If you’re filing electronically, and it’s after 4:30 p.m., what is the official date of the filing? Is it the actual date, albeit after the clerk’s office is closed, or is it the next day? The answer can make a big difference. Either you’re late or you’re on time. Either you invoke jurisdiction or you don’t. Maybe the court reads your filing or it doesn’t.
The Chicago Daily Law Bulletin (subscription required) yesterday reported that the Illinois Supreme Court has been asked to review this question in City of Chicago v. Illinois Commerce Commission, et al., No. 104361. The question in that case was whether an electronic filing for rehearing of the the ICC’s decision preserved jurisdiction.
In the Northern District of Illinois, the federal court allows electronic filings till midnight to count on the day filed. In the Circuit Court of DuPage County, Illinois, where e-filing still is voluntary, an after-hours filing is considered filed the following day. The idea there is that parties who do not have access to e-filing should not be placed at a disadvantage.
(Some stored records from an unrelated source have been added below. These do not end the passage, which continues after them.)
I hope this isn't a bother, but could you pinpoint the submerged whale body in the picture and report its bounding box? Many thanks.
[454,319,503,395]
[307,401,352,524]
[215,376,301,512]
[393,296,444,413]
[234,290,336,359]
The DuPage rule is deference to an age when there were no options to physically filing paper in the clerk’s office. Non-e-filers are not at a disadvantage. They simply have to recognize that the office closes at 4:30 p.m., and act accordingly – the same as always.
The only people who may have some trouble e-filing are non-lawyers who have small claims cases. Some mechanism can be worked out to give these folks an option to file paper.
But virtually all lawyers have access to a broadband connection, and thus to e-filing. Any lawyer who doesn’t have that option should get it immediately. It’s the cost — hopefully a declining one — of doing business.